By Katie Zeck
By the age of 28, Carl Bernstein had worked as a copyboy, dropped out of college, married and divorced and — alongside fellow Washington Post reporter Bob Woodward — broken the story of the Watergate scandal, possibly making the two men the ones most responsible for the downfall of Nixon’s presidency.
Bernstein will be giving the keynote address at Rider’s 9/11 commemorations on Sept. 11 at 7 p.m. in the Bart Luedeke Center Theater. His speech will center around how 9/11 transformed the media and how counter-terrorism policies have affected journalists’ abilities to be objective.
Throughout the summer of 1972, Bernstein and Woodward worked tirelessly conducting interviews, waiting days for phone calls, searching through bank statements and meeting secretly with Mark Felt, former associate director of the FBI, at night in a parking garage in order to write almost daily stories that would inform the public of Nixon’s involvement in the scandals and cover-ups known as Watergate.
Bernstein and Woodward’s coverage of the Watergate scandal earned them a 1973 Pulitzer Prize. The two wrote a book about the story of their investigative journalism titled, “All the President’s Men,” which was then made into a movie by the same name starring Robert Redford as Woodward and Dustin Hoffman as Bernstein.
It all started when a call came into the Post newsroom about a burglary in the Democratic National Headquarters located in the Watergate hotel and office complex.
The only two reporters who were in the office that day were Bernstein and Woodward.
“I was in the office writing a profile and I said, ‘This is a better story than the one I’m working on, I think I’d like to work on this.’” Bernstein said in the 2013 Discovery Channel documentary, All the President’s Men Revisited.
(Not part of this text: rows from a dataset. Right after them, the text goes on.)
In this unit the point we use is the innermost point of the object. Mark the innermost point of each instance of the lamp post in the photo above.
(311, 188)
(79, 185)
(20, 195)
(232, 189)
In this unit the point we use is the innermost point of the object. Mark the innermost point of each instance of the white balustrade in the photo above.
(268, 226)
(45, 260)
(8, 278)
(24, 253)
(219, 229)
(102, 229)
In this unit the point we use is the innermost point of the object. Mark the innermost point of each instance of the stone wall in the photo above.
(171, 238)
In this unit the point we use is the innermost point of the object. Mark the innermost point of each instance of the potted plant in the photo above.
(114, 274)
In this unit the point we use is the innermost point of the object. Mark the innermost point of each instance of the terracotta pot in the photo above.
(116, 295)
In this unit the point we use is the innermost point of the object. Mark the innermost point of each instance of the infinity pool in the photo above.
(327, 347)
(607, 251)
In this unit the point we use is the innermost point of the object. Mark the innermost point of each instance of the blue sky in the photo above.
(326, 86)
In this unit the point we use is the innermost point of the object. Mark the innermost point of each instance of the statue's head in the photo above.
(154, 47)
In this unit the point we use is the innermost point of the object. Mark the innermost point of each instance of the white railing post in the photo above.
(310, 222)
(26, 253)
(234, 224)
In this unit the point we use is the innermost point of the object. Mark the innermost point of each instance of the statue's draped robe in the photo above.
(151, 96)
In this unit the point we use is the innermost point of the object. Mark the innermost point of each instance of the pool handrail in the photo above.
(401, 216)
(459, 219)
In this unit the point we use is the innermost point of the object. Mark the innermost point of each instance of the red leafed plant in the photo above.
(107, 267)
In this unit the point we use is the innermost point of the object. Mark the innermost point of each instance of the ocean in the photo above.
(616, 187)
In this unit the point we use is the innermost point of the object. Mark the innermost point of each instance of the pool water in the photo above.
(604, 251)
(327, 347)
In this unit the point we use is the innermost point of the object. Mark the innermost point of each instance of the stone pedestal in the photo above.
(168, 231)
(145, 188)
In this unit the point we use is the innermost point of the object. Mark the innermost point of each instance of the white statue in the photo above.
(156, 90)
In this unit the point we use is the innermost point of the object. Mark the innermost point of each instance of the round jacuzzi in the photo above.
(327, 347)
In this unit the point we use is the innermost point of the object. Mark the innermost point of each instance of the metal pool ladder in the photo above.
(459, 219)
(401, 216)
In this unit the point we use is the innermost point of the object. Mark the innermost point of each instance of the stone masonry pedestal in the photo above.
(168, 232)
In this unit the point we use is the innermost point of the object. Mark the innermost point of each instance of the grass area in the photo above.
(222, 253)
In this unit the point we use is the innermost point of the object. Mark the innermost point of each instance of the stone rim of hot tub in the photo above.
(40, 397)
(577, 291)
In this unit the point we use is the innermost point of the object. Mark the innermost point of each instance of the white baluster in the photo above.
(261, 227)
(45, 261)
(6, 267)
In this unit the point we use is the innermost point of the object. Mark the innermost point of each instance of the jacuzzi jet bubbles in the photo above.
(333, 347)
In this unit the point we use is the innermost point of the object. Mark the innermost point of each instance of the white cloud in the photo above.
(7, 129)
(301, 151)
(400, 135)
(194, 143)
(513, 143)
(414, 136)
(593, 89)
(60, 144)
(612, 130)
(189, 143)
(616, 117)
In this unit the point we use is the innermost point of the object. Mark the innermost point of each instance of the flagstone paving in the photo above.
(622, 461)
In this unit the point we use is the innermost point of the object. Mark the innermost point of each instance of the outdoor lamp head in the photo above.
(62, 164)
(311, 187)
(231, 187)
When the two found out that James McCord — a member of the CIA and the head of security of Nixon’s campaign — was one of the lead burglars, their ears perked up.
“It was apparent that something here was really rotten,” Bernstein said in the documentary.
From here, Woodward and Bernstein followed a money trail revealing that funds from the Committee for the Re-election of the President (CREEP) were being used to commit petty political crimes that would ensure Nixon’s re-election. Today, the Watergate scandal as a whole is associated with the abuse of presidential power.
Bernstein and Woodward’s reporting and writing led to an investigation of the incident, which revealed secret tapings of Oval Office conversations that Nixon had in his possession. These recordings, once handed over to the Supreme Court, brought about the indictment, trial, conviction and incarceration of 43 people, many of whom were a part of Nixon’s administration.
“What [Bernstein and Woodward] did was they kept Watergate alive,” John Dean, a member of Nixon’s White House Counsel, said in the documentary. “They kept it of interest and importance. Members of Congress are reading about it, the judges are reading about it, the prosecutors are reading about it, the Department of Justice is reading about it. Had they not done that, maybe there wouldn’t have been the same investigation; maybe it would have turned out differently.”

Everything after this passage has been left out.